Marty Gubar presented on Deliver Depper Insight by Combining Data Mining and OLAP. Marty presented on Oracle’s analytic spectrum and how OLAP and Data Mining fit and can be combined. OLAP and data mining are embedded in the Oracle database and share security, the partitioning, ETL etc. All can be accessed using PL/SQL so cubes (OLAP) can be joined with data mining and spatial etc. This supports what Marty calls the Analysis Continuum:
- How are my value customers
Easy to answer, simple query to select customers based on total purchases say.
- Describe a high value customer, which customers will respond to a promotion or what product should be offered next to a customer
Harder and more interesting. Uses data mining to analyze detailed and customer-level data. Turn uncertainty into probability in other words. Finds hidden patterns to find anomalies, make predictions and make associations
- What is the contribution of my high value customers, what are the trends across segments and how will the new promotion affect the bottom line
OLAP being used to assess the broader impact on my company. Supports ad-hoc data exploration, simplifies complex queries and is faster than accessing a database directly. Of course this is analysis of the results of the actions I took as a result of the decisions I made so this is analyzing at one step removed, as it must.
Data mining can enrich OLAP with new metrics that can be analyzed in aggregate as well as focus on the important information (determined by data mining) not the noise
He then got into demo mode and walked through how a company might use OLAP and data mining to determine if there is potential fraud in expense reports. If expenses, for instance, are rising is this legitimate or is there fraud? If there is, what’s the impact? Process is basically:
- Start with expense reports in the database
Objects are: Expense_Normal (known OK expenses), Expense_View (all of the expenses), Potential_Fraud_Results, Expense_Fraud_View that joins the potential fraud table with the raw expense information to show potential fraud cost, Expense_Analysis
- Use data mining to do anomaly detection on each item
He makes a couple of selections based on what works and does not work in data mining, removing some attributes and reducing the outlier rate for instance. The data mining wizard for anomaly detection runs and builds the model.

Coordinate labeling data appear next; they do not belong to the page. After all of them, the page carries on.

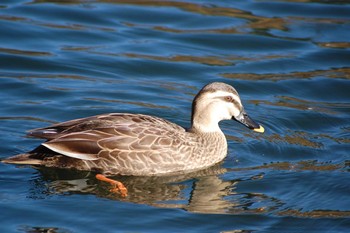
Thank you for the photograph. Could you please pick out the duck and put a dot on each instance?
(141, 145)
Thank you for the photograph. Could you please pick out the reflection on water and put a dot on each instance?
(289, 60)
(205, 191)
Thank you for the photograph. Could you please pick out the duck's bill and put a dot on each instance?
(244, 119)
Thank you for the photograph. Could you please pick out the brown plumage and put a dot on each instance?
(136, 144)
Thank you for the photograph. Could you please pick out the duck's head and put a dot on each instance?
(216, 102)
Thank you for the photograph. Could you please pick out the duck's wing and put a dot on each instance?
(100, 121)
(105, 134)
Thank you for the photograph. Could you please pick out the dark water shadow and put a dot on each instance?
(206, 191)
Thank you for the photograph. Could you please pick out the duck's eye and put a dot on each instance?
(228, 98)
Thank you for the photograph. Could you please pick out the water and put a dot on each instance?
(289, 60)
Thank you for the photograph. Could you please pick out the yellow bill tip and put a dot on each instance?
(260, 129)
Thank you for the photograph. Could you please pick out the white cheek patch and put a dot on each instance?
(232, 109)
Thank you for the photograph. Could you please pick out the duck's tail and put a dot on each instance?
(24, 159)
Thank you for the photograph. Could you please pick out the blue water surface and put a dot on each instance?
(289, 60)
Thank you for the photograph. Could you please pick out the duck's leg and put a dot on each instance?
(118, 186)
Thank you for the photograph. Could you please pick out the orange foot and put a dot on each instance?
(118, 186)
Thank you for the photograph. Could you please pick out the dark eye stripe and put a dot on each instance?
(235, 102)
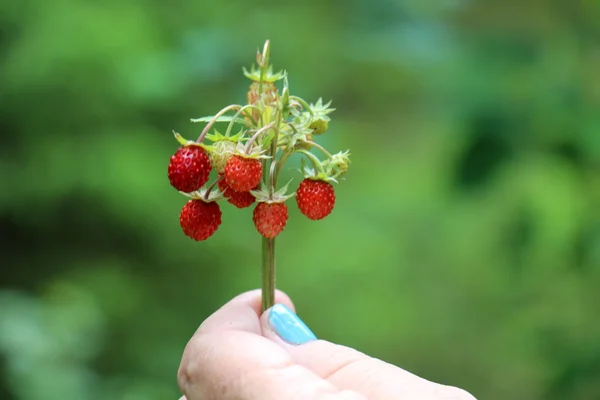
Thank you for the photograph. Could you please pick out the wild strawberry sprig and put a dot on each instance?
(271, 127)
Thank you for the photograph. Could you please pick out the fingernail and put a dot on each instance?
(288, 326)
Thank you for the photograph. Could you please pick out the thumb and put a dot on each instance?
(347, 368)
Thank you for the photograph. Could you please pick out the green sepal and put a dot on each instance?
(184, 142)
(263, 195)
(255, 74)
(214, 195)
(217, 136)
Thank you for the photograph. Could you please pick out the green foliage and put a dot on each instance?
(465, 243)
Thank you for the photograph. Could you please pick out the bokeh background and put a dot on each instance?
(465, 243)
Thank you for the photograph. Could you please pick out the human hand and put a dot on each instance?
(239, 354)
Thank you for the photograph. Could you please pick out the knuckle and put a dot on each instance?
(454, 393)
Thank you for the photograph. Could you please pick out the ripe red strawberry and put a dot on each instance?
(238, 199)
(199, 220)
(270, 218)
(315, 198)
(189, 168)
(242, 174)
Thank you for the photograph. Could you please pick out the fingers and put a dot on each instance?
(347, 368)
(241, 313)
(228, 358)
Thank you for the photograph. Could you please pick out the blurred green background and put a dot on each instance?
(465, 243)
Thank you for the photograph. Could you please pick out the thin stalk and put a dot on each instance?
(237, 114)
(211, 187)
(256, 135)
(215, 118)
(318, 146)
(303, 103)
(268, 245)
(268, 273)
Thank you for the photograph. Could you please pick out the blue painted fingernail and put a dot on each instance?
(288, 326)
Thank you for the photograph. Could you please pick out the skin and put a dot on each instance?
(236, 355)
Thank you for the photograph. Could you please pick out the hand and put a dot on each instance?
(237, 354)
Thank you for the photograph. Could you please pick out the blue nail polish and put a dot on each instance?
(288, 326)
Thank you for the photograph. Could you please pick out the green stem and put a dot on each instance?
(237, 114)
(268, 245)
(215, 118)
(268, 273)
(256, 135)
(303, 103)
(318, 146)
(315, 161)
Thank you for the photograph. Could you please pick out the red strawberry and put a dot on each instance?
(199, 220)
(270, 218)
(189, 168)
(242, 174)
(315, 198)
(238, 199)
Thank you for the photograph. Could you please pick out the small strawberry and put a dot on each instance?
(315, 198)
(270, 218)
(189, 168)
(199, 220)
(242, 174)
(238, 199)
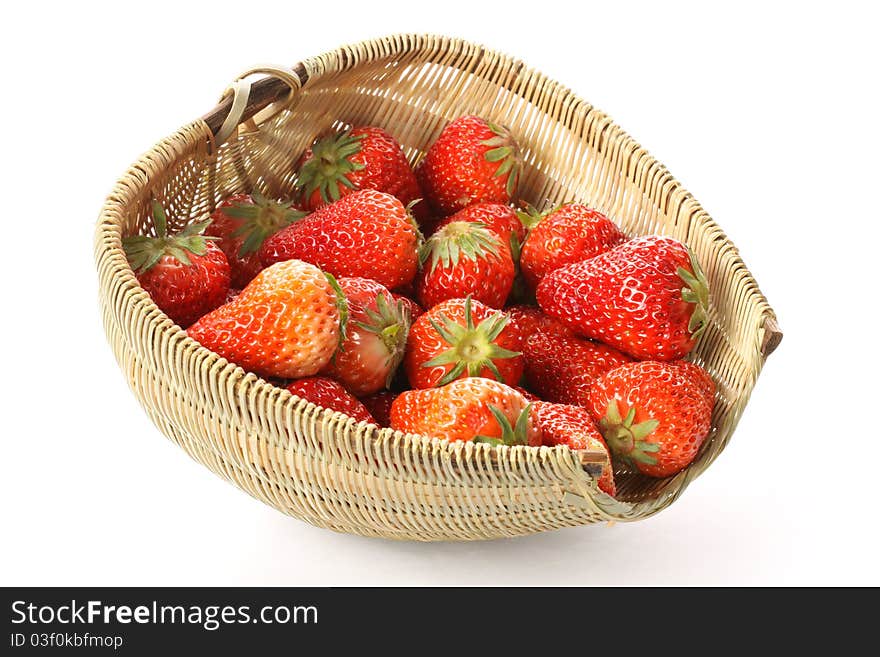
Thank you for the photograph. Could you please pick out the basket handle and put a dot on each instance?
(772, 337)
(242, 101)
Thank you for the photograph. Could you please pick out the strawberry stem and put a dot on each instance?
(627, 440)
(472, 347)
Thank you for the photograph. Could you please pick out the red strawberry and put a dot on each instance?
(464, 258)
(654, 415)
(379, 405)
(475, 409)
(330, 394)
(285, 323)
(462, 338)
(375, 338)
(243, 222)
(361, 158)
(501, 219)
(530, 320)
(525, 393)
(572, 425)
(472, 161)
(648, 297)
(186, 274)
(562, 368)
(367, 234)
(415, 310)
(569, 233)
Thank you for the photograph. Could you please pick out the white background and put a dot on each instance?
(766, 112)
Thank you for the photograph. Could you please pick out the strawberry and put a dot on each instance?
(569, 233)
(525, 393)
(472, 161)
(415, 310)
(647, 297)
(360, 158)
(561, 368)
(501, 219)
(285, 323)
(330, 394)
(243, 222)
(366, 234)
(464, 258)
(375, 338)
(462, 338)
(654, 415)
(475, 409)
(379, 406)
(561, 424)
(186, 274)
(530, 320)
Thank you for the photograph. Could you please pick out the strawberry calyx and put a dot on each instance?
(330, 166)
(510, 435)
(627, 440)
(341, 307)
(144, 251)
(260, 220)
(696, 291)
(411, 219)
(468, 239)
(503, 149)
(530, 216)
(472, 347)
(390, 322)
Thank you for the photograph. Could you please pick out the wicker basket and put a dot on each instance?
(321, 466)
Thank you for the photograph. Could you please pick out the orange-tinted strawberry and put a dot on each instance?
(330, 394)
(569, 233)
(461, 338)
(243, 222)
(530, 320)
(375, 337)
(379, 405)
(654, 415)
(366, 234)
(361, 158)
(562, 424)
(467, 409)
(285, 323)
(561, 368)
(186, 274)
(472, 161)
(647, 297)
(462, 259)
(501, 219)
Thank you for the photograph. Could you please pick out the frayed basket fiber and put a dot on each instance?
(321, 466)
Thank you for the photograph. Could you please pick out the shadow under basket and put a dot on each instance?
(321, 466)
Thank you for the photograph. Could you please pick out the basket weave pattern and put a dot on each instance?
(321, 466)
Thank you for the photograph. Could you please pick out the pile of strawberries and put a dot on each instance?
(512, 326)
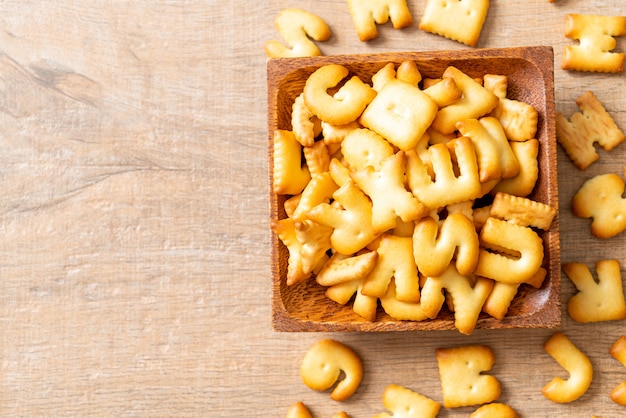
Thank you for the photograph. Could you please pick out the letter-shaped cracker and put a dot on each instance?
(400, 310)
(348, 102)
(390, 198)
(320, 189)
(495, 410)
(495, 156)
(518, 119)
(363, 305)
(592, 124)
(289, 175)
(367, 13)
(362, 148)
(595, 34)
(596, 301)
(405, 403)
(577, 365)
(618, 351)
(600, 198)
(509, 238)
(435, 247)
(324, 363)
(342, 268)
(286, 231)
(400, 113)
(461, 373)
(395, 260)
(475, 103)
(467, 300)
(447, 188)
(523, 184)
(460, 20)
(353, 224)
(296, 26)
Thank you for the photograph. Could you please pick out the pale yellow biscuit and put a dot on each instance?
(290, 176)
(390, 198)
(496, 159)
(618, 351)
(596, 300)
(593, 124)
(395, 260)
(296, 26)
(366, 14)
(462, 376)
(400, 113)
(495, 410)
(346, 105)
(405, 403)
(325, 362)
(447, 188)
(352, 223)
(575, 362)
(596, 42)
(505, 238)
(342, 268)
(434, 246)
(460, 20)
(475, 103)
(600, 198)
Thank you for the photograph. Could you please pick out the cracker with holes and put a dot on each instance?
(405, 403)
(395, 260)
(575, 362)
(618, 352)
(298, 27)
(601, 300)
(346, 105)
(461, 20)
(600, 198)
(390, 198)
(400, 113)
(593, 124)
(366, 14)
(595, 34)
(463, 381)
(475, 102)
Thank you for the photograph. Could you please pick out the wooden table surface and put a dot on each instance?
(134, 237)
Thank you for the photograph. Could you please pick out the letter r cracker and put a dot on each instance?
(459, 20)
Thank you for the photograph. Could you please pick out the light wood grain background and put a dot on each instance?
(134, 238)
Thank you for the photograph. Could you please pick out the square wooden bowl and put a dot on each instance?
(530, 72)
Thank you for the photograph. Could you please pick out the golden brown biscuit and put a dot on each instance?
(296, 27)
(463, 381)
(577, 365)
(596, 36)
(325, 362)
(367, 13)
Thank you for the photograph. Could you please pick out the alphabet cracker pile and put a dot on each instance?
(383, 180)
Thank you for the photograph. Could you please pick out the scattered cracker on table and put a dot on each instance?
(596, 42)
(325, 362)
(601, 300)
(461, 20)
(366, 14)
(495, 410)
(405, 403)
(296, 26)
(575, 362)
(600, 198)
(463, 381)
(618, 351)
(592, 124)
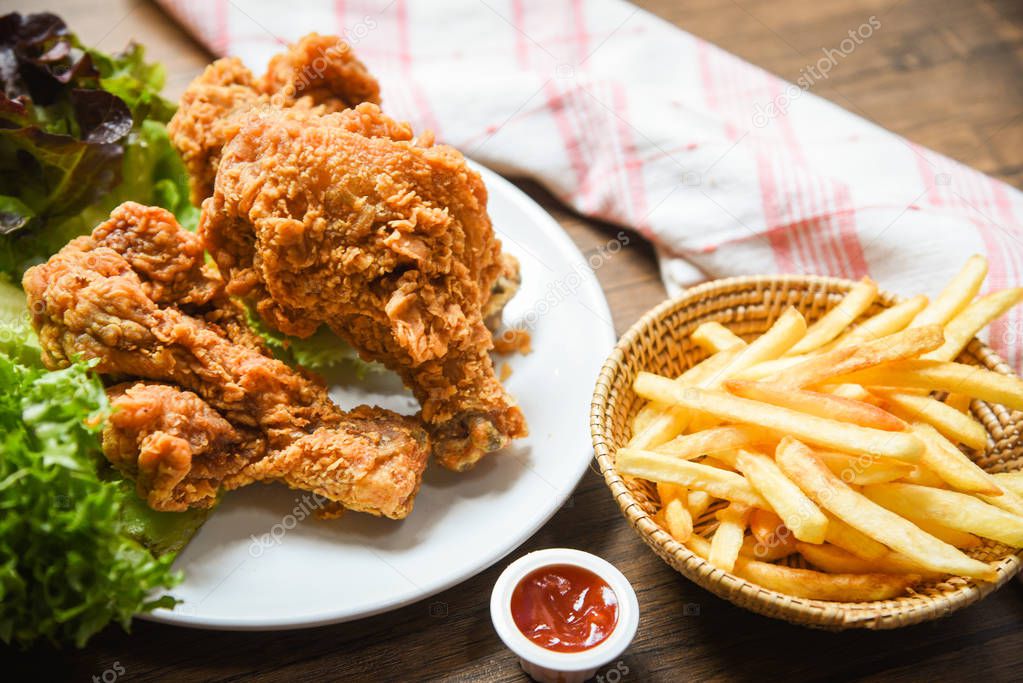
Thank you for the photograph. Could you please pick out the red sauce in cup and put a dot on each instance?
(564, 607)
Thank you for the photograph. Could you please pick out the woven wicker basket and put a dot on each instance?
(660, 343)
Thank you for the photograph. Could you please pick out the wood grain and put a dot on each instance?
(943, 73)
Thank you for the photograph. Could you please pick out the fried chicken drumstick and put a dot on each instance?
(318, 74)
(136, 297)
(386, 238)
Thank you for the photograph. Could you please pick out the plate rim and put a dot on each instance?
(591, 289)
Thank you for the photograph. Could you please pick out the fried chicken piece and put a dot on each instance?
(319, 74)
(179, 450)
(386, 240)
(88, 301)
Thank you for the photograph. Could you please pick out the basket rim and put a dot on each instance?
(817, 613)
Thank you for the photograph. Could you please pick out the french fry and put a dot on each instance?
(952, 537)
(957, 294)
(715, 440)
(699, 502)
(815, 403)
(677, 519)
(940, 375)
(754, 549)
(880, 524)
(904, 345)
(673, 421)
(714, 336)
(813, 585)
(887, 322)
(948, 421)
(827, 433)
(960, 402)
(852, 540)
(773, 368)
(941, 457)
(949, 508)
(718, 483)
(1008, 500)
(804, 518)
(924, 476)
(831, 558)
(851, 392)
(727, 539)
(862, 469)
(972, 319)
(767, 528)
(838, 319)
(788, 329)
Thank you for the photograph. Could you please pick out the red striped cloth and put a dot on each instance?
(727, 169)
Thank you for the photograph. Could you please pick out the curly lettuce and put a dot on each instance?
(80, 132)
(78, 547)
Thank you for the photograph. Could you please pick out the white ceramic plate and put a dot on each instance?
(263, 561)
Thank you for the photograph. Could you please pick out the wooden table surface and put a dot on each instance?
(943, 73)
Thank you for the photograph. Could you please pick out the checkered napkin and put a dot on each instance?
(725, 168)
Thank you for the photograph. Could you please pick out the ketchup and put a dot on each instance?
(564, 607)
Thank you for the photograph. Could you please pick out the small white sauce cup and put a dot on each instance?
(547, 666)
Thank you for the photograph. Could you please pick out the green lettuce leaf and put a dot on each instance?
(81, 131)
(323, 351)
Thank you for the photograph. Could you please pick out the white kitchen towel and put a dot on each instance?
(726, 169)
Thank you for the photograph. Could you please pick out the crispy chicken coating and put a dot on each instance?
(104, 297)
(319, 74)
(387, 240)
(179, 450)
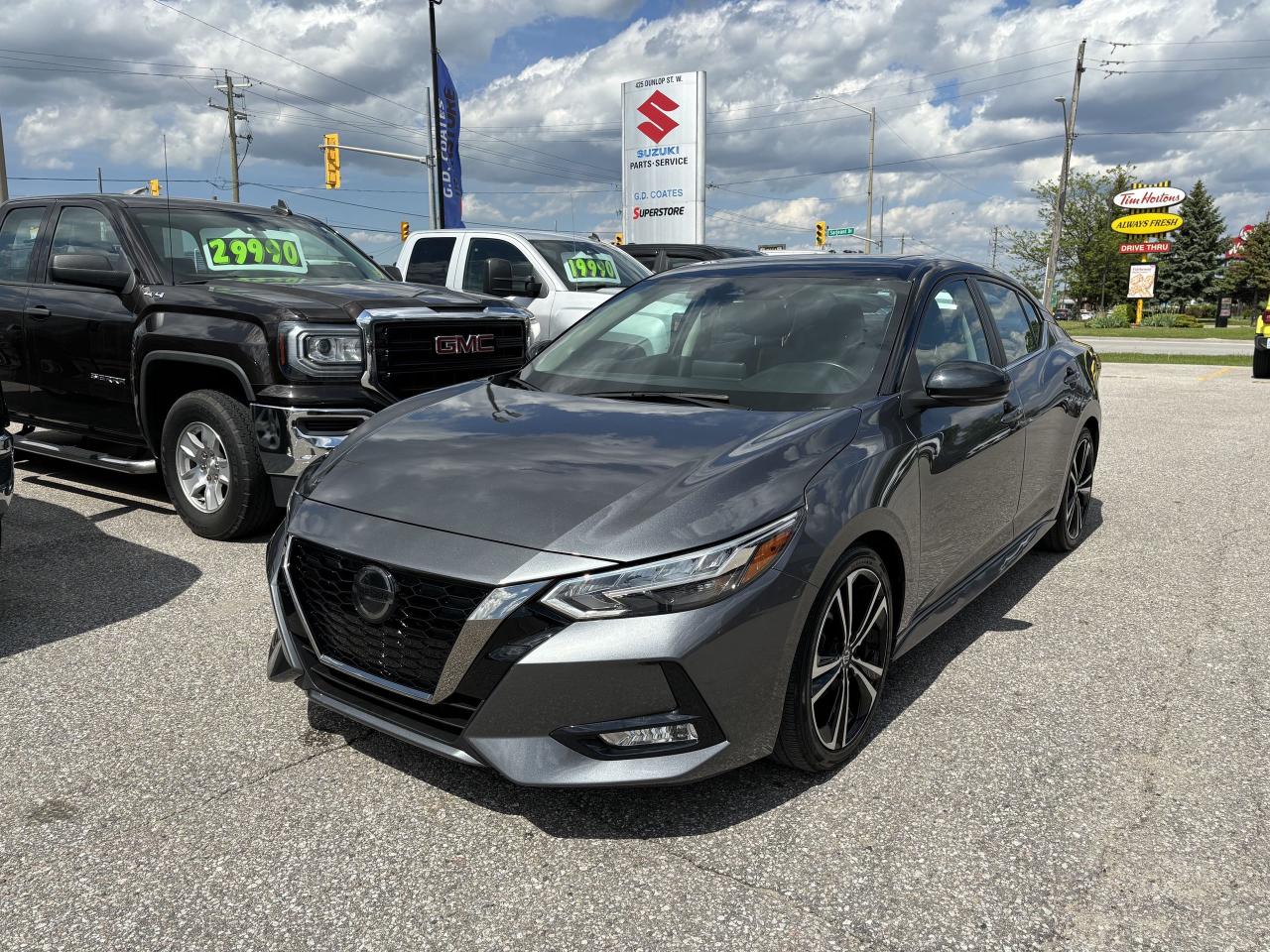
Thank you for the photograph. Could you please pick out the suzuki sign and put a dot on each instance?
(665, 159)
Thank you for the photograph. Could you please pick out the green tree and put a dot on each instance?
(1248, 277)
(1194, 267)
(1089, 264)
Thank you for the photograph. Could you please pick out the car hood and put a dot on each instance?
(589, 476)
(341, 299)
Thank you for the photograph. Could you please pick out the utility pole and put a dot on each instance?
(881, 227)
(234, 116)
(873, 131)
(440, 222)
(873, 135)
(1061, 206)
(4, 173)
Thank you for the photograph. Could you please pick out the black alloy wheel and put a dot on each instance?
(1078, 495)
(841, 666)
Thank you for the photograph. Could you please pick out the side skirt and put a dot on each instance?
(974, 584)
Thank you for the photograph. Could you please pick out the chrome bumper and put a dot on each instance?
(290, 438)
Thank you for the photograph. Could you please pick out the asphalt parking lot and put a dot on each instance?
(1078, 762)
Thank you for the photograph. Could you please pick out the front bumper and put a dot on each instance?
(726, 665)
(290, 438)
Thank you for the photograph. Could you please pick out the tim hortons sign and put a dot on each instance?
(1161, 197)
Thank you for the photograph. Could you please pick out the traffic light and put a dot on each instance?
(331, 151)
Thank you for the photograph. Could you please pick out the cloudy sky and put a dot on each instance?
(964, 95)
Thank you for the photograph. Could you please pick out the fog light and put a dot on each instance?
(642, 737)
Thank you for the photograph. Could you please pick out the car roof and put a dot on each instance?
(522, 232)
(151, 202)
(898, 267)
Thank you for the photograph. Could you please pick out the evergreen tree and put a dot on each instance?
(1193, 268)
(1248, 277)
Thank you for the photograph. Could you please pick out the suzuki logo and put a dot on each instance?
(463, 344)
(654, 109)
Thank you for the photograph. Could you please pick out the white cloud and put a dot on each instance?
(944, 79)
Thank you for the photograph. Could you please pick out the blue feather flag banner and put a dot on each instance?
(447, 149)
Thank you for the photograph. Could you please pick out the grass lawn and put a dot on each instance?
(1216, 359)
(1080, 329)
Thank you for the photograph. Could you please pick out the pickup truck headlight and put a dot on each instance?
(321, 350)
(675, 584)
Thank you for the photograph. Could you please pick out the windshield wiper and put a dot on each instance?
(517, 381)
(674, 397)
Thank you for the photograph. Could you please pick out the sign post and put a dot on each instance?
(665, 159)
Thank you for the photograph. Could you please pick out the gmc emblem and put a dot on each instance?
(465, 344)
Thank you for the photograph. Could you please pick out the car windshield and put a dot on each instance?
(753, 341)
(589, 266)
(198, 245)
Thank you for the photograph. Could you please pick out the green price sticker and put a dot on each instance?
(266, 250)
(585, 268)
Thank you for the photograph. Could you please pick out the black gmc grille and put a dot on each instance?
(407, 358)
(411, 647)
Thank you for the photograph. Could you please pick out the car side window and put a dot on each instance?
(952, 329)
(480, 250)
(18, 236)
(85, 231)
(1020, 329)
(430, 261)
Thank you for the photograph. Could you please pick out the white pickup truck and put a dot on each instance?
(558, 278)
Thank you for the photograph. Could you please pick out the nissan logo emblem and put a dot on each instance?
(373, 593)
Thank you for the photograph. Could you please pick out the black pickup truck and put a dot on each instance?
(223, 345)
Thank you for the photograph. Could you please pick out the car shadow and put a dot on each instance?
(717, 802)
(62, 575)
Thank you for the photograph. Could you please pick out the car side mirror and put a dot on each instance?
(502, 281)
(498, 277)
(87, 270)
(966, 384)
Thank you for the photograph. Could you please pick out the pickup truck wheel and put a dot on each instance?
(211, 468)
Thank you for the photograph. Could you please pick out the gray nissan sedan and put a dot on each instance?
(698, 529)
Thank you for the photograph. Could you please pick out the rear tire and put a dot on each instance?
(1069, 530)
(1261, 362)
(209, 465)
(841, 666)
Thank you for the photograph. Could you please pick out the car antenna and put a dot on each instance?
(167, 189)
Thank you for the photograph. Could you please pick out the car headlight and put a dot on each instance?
(321, 350)
(675, 584)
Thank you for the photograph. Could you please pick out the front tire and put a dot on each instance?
(209, 465)
(1261, 362)
(841, 666)
(1069, 530)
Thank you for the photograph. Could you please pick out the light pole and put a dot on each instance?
(873, 131)
(1061, 204)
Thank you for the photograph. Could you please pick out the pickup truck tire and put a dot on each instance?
(211, 468)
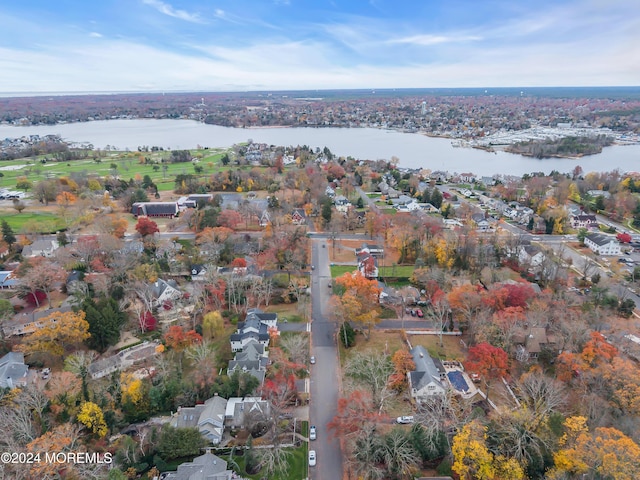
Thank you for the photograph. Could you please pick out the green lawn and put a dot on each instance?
(34, 222)
(399, 271)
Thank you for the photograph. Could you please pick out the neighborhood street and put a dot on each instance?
(324, 374)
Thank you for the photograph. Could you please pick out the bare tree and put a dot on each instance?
(297, 346)
(372, 370)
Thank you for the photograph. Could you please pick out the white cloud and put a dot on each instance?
(167, 9)
(428, 40)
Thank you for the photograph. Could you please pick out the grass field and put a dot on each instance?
(28, 221)
(398, 271)
(128, 166)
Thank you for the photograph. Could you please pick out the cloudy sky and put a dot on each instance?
(240, 45)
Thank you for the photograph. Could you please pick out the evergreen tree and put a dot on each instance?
(7, 233)
(105, 320)
(436, 198)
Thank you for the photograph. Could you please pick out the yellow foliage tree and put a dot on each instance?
(131, 388)
(472, 458)
(607, 452)
(92, 418)
(59, 331)
(212, 325)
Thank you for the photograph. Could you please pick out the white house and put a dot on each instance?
(428, 379)
(584, 221)
(603, 244)
(530, 255)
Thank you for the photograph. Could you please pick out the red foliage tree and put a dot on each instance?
(149, 322)
(488, 361)
(239, 263)
(624, 237)
(146, 227)
(178, 339)
(229, 218)
(352, 414)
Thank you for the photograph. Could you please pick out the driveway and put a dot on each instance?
(325, 373)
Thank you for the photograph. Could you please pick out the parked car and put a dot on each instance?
(405, 419)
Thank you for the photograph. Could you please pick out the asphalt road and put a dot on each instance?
(324, 374)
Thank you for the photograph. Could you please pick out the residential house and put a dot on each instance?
(530, 255)
(255, 328)
(584, 221)
(252, 359)
(372, 248)
(41, 248)
(25, 323)
(155, 209)
(429, 377)
(599, 193)
(13, 371)
(7, 280)
(192, 201)
(298, 217)
(367, 263)
(243, 411)
(603, 244)
(481, 221)
(198, 272)
(208, 418)
(342, 204)
(265, 218)
(531, 342)
(204, 467)
(165, 291)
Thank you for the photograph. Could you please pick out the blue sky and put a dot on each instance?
(241, 45)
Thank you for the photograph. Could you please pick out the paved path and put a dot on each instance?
(324, 374)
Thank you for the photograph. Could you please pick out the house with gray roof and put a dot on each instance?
(204, 467)
(428, 379)
(13, 371)
(241, 411)
(252, 359)
(208, 418)
(41, 248)
(155, 209)
(603, 244)
(7, 280)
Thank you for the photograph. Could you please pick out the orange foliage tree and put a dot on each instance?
(402, 364)
(358, 301)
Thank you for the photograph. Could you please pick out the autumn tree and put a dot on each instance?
(59, 332)
(354, 412)
(402, 364)
(39, 275)
(178, 339)
(603, 453)
(212, 325)
(488, 361)
(92, 417)
(357, 299)
(146, 227)
(474, 460)
(371, 370)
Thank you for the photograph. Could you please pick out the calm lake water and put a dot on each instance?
(413, 150)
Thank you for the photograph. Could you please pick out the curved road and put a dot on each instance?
(324, 374)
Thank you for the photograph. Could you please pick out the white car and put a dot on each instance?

- Calculate a potential fraud score for each item
The model is then applied to the main expense view. Creates a table with additional columns for potential fraud prediction and a probability measures for this. The new table and columns are accessible everywhere using SQL.
- Load potential fraud score and expense information into an OLAP cube
A 3 dimensional model (time, organization and expense category) is created against the data. Different dimensions have hierarchies (calendar or fiscal year hierarchy, expense category hierarchy). The dimensions are then mapped to a source, a table, and then the cube created.
- Use the cube to see what this tells you about potential fraud over time, over divisions, over categories etc.
Note that this scenario just looks for anomalies, there is no closed loop to actually mark those that were, in fact, fraudulent (not just anomalous) and use that to drive the fraud engine. The ability to have a set of rules that use the probability of fraud to drive an auto-approve decision was also not discussed, though clearly it would be easy to use the same data mining results.